Database Corrupt Error: database disk image is malformed

I found one forum topic that was discussing this, I tried everything possible on there and I used ChatGPT to help me with a “manual upload” that included these instructions I have copy and pasted below. It has been over an hour and a half and the file is still importing. I will be leaving it overnight to see if it is just taking a while. Please I need help step is in 4 days and I use anki religiously to review incorrect Uworld and to review topics but I am unable to access it all together. I have tried to delete the app, synch from another device and try to upload to anki web. I will try anything at this point.

Step 1: Force Quit Anki

On Mac:

  1. Press Command + Option + Esc

  2. Select Anki

  3. Click Force Quit

If that doesn’t work:

  1. Open Activity Monitor

  2. Search Anki

  3. Click it

  4. Press the X (Force Quit)


Step 2: Open your Anki data folder

  1. Open Finder

  2. Press Command + Shift + G

  3. Paste this:

~/Library/Application Support/Anki2
  1. Press Enter

Step 3: Open your profile folder

You will see something like:

User 1

Open it.


Step 4: Go to backups

Open the backups folder.

You will see files like:

collection-2026-03-13-xxxx.anki2
collection-2026-03-12-xxxx.anki2

Step 5: Restore a backup

  1. Copy the most recent backup.

  2. Go back to the User 1 folder.

  3. Rename the broken file:

collection.anki2 → collection_corrupt.anki2
  1. Paste the backup file.

  2. Rename it to:

collection.anki2

Step 6: Reopen Anki

Now open Anki again.
Your decks should load normally.


Very important after it opens

Immediately:

Sync → Upload to AnkiWeb

so the fixed database is saved.

On principle, I don’t proofread chatbot guesses about what to do.

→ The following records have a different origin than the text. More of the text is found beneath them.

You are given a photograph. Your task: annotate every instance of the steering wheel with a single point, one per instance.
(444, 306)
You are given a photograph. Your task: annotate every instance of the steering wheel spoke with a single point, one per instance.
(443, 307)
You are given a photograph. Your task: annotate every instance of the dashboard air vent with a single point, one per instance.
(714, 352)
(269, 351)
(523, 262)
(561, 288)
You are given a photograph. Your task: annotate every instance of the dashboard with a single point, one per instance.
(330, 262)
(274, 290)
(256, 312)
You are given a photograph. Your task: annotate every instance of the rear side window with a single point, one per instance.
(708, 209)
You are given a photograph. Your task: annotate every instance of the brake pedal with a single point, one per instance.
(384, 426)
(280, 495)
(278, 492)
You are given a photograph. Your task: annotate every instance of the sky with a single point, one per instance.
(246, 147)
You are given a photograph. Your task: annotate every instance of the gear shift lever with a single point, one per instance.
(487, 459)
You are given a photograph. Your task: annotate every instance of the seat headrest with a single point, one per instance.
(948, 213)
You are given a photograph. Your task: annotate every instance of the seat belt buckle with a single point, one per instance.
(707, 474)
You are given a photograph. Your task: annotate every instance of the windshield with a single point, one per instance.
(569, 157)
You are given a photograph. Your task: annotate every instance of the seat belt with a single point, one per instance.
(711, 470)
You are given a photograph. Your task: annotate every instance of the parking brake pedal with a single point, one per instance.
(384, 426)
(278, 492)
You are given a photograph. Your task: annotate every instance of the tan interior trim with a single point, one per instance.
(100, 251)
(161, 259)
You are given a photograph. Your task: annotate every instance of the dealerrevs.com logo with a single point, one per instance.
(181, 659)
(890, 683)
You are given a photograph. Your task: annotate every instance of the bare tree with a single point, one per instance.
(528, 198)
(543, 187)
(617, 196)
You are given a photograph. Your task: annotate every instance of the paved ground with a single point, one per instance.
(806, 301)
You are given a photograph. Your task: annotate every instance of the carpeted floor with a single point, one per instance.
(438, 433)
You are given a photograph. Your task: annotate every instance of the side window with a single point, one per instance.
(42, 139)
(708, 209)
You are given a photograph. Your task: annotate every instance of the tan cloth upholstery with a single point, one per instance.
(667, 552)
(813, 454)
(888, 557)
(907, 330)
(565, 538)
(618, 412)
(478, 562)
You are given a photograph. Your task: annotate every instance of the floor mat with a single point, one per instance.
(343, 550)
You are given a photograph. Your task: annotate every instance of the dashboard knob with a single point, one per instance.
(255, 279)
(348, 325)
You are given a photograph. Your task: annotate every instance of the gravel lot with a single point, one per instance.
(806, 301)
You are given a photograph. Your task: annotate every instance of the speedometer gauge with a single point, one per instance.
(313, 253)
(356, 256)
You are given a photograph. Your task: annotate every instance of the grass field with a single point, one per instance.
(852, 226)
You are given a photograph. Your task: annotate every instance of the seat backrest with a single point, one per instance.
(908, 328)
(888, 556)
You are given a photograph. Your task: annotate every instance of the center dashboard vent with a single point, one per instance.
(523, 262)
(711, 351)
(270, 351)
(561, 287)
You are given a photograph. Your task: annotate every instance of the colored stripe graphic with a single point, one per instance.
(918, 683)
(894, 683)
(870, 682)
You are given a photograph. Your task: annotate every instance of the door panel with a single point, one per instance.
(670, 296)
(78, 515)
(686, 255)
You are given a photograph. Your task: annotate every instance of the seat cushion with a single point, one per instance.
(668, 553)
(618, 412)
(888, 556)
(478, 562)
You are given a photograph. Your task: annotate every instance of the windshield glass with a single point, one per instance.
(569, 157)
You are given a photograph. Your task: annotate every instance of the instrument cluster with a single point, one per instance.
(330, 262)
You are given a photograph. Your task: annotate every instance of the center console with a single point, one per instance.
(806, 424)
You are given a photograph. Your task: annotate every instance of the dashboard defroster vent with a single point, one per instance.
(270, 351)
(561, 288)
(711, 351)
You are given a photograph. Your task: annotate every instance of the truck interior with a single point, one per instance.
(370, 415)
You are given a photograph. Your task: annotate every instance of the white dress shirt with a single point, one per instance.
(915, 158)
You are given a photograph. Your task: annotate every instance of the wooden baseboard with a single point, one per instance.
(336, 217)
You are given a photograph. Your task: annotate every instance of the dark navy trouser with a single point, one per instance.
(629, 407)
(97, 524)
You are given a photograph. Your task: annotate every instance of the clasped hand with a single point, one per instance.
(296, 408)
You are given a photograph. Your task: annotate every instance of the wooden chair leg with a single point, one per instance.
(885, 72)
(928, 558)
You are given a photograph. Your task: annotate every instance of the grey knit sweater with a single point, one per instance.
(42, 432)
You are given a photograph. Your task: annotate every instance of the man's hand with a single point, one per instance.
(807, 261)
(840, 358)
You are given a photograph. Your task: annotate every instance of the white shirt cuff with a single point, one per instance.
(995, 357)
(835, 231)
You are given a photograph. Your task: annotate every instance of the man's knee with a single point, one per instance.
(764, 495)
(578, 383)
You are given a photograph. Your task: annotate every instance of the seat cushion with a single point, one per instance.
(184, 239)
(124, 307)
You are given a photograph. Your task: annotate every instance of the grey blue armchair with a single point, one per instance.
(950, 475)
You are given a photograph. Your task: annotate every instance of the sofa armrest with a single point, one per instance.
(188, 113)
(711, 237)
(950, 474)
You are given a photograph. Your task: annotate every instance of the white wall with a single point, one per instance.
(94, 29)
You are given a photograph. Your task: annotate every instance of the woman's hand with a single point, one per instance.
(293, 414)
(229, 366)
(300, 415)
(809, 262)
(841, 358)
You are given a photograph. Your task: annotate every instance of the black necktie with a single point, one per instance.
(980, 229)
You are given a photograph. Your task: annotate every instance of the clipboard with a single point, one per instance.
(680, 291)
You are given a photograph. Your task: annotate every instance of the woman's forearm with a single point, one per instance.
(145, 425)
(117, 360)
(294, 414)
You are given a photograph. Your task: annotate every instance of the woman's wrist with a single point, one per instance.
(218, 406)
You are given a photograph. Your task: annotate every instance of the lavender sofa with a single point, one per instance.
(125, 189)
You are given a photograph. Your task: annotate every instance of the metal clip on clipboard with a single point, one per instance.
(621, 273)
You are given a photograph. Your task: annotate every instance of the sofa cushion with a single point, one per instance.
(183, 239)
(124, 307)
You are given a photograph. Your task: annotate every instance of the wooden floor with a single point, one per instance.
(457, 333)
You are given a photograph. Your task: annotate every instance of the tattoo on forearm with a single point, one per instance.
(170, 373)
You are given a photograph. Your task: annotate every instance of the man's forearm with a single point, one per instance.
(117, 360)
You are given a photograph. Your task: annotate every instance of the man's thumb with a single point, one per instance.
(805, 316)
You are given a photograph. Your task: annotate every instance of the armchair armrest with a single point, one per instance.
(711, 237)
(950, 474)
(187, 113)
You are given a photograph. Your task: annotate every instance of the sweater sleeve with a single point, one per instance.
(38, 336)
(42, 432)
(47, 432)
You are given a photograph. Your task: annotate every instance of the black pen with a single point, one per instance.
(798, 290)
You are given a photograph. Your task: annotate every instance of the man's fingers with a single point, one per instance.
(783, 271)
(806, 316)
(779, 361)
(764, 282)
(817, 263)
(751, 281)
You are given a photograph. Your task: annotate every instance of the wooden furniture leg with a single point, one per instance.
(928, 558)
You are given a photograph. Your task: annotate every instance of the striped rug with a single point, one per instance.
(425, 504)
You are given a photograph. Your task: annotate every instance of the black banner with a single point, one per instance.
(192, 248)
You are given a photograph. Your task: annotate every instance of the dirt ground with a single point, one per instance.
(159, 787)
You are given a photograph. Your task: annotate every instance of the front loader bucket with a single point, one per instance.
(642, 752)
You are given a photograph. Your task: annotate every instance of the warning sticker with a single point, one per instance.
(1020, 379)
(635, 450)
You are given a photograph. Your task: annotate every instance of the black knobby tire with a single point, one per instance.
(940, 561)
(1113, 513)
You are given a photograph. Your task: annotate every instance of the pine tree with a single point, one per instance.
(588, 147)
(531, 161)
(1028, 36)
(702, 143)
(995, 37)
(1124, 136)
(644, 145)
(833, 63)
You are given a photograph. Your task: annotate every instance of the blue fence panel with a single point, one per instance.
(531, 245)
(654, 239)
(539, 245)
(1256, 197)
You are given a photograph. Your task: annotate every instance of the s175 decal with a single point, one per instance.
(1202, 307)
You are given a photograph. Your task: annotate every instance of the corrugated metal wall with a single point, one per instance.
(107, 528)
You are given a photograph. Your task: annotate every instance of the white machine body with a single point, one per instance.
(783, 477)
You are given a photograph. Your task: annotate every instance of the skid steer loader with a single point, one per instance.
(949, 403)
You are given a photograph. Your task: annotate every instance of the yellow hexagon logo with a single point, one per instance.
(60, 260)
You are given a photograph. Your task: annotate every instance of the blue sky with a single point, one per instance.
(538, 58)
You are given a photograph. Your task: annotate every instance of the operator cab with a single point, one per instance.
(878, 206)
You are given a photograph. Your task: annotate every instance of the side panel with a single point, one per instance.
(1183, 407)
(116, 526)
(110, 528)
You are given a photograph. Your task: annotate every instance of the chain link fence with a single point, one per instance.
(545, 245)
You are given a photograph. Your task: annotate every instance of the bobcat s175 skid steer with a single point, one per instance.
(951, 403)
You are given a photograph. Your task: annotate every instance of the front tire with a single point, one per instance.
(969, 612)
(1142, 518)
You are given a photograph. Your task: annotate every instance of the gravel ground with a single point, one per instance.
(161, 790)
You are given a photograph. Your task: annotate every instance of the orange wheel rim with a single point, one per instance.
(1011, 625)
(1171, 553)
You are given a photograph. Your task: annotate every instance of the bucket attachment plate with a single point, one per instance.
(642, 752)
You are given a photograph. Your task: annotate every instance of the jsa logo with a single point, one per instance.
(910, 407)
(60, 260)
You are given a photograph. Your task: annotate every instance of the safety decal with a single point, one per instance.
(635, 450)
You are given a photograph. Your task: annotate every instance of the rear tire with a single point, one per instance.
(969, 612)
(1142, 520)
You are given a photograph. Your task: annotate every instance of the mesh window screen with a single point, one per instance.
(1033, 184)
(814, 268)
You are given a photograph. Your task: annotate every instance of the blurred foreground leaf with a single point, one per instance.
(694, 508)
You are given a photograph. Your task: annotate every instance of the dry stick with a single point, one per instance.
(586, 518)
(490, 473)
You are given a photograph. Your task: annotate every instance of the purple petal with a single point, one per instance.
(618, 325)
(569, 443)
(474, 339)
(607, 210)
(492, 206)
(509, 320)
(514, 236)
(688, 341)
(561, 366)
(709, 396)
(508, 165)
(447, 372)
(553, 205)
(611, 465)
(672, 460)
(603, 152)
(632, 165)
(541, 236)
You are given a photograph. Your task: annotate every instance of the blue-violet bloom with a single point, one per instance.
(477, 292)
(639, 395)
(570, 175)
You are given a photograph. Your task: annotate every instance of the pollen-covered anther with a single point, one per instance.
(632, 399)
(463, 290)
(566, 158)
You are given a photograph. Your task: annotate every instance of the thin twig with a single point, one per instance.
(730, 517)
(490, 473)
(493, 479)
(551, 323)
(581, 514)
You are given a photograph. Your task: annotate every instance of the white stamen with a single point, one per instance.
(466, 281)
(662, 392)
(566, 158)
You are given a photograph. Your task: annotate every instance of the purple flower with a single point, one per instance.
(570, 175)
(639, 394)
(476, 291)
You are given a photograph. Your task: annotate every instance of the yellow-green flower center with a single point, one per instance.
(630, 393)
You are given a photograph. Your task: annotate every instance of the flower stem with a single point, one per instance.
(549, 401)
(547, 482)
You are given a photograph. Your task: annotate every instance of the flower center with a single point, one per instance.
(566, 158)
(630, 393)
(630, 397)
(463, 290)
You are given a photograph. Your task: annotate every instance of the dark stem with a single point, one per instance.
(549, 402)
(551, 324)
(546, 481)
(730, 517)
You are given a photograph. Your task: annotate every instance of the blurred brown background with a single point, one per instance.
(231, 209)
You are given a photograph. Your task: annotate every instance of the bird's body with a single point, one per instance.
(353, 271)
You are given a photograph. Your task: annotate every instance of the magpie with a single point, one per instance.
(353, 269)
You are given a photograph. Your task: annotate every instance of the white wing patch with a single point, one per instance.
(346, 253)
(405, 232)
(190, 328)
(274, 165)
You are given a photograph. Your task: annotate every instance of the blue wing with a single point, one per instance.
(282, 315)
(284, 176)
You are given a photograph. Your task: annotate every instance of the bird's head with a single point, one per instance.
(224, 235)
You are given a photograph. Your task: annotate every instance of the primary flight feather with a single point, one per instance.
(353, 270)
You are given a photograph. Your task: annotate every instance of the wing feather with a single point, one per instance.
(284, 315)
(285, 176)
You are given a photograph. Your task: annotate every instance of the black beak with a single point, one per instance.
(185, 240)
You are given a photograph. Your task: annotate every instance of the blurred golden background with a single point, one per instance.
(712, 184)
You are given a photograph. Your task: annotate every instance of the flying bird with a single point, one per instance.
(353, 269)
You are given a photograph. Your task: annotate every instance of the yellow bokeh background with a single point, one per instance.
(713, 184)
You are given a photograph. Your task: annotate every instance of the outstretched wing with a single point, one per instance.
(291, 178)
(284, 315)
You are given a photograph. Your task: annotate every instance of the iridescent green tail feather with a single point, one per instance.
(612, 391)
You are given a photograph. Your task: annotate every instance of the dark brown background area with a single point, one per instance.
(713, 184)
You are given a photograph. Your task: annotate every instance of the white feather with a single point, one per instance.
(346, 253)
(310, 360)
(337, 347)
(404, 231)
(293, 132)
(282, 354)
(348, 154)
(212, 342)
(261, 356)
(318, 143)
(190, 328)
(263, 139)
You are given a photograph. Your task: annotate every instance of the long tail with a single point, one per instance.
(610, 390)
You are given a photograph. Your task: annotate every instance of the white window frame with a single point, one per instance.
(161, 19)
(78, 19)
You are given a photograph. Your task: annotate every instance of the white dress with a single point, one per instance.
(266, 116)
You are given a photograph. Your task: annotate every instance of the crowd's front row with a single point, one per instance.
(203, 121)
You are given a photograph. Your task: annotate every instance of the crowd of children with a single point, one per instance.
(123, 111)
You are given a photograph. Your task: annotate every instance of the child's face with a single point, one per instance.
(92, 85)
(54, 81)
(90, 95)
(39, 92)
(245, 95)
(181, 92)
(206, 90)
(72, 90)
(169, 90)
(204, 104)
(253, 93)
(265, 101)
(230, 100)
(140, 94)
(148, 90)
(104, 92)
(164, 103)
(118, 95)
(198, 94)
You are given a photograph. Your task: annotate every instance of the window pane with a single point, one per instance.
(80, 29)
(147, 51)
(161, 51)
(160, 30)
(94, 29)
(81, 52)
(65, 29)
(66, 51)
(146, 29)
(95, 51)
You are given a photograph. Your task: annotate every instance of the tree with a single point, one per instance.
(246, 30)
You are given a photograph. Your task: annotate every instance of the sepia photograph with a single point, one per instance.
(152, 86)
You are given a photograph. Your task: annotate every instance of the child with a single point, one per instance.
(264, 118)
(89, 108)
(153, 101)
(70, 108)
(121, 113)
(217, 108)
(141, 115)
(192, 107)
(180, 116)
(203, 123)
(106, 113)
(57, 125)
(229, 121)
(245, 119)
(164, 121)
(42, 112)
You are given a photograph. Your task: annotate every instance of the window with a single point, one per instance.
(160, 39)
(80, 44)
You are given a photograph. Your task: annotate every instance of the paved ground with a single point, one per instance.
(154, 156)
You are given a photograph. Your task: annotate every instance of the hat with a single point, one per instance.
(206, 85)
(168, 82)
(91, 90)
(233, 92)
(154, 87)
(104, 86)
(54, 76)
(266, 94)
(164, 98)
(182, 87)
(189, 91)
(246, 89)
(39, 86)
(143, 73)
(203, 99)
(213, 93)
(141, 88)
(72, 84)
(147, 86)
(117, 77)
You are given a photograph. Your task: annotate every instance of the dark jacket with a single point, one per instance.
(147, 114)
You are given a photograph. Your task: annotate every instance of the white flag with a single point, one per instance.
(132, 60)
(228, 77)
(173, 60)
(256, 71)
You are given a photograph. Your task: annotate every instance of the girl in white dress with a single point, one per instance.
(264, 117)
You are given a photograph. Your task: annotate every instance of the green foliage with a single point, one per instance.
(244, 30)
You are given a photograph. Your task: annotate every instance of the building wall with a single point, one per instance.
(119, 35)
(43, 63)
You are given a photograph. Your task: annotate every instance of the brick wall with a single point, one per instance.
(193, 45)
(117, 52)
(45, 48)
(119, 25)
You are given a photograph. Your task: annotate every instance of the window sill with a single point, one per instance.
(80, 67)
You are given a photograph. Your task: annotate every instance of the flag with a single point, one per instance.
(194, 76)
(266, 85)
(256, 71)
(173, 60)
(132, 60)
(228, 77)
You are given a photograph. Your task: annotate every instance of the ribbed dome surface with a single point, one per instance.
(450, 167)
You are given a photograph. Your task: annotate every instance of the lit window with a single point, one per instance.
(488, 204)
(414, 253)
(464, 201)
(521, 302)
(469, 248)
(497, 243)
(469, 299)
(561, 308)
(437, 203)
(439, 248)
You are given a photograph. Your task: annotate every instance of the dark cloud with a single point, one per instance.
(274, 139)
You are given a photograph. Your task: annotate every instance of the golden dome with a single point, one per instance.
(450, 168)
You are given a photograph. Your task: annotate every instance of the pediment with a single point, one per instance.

These are the instructions you should follow to recover from database corruption – Managing Files - Anki Manual . It starts with running Check Database to see if it can be fixed. If it can’t, you can restore your last backup from before the corruption, or force a one-way sync from another device to overwrite the corrupt database. Only after that would you need to resort to very carefully trying to repair your database.

I’m not sure what you’re importing, but your collection isn’t that large, so it shouldn’t take that long to sync. You do have over 9 GB of media in your collection, which would be an issue for import/export, but not for a one-way sync.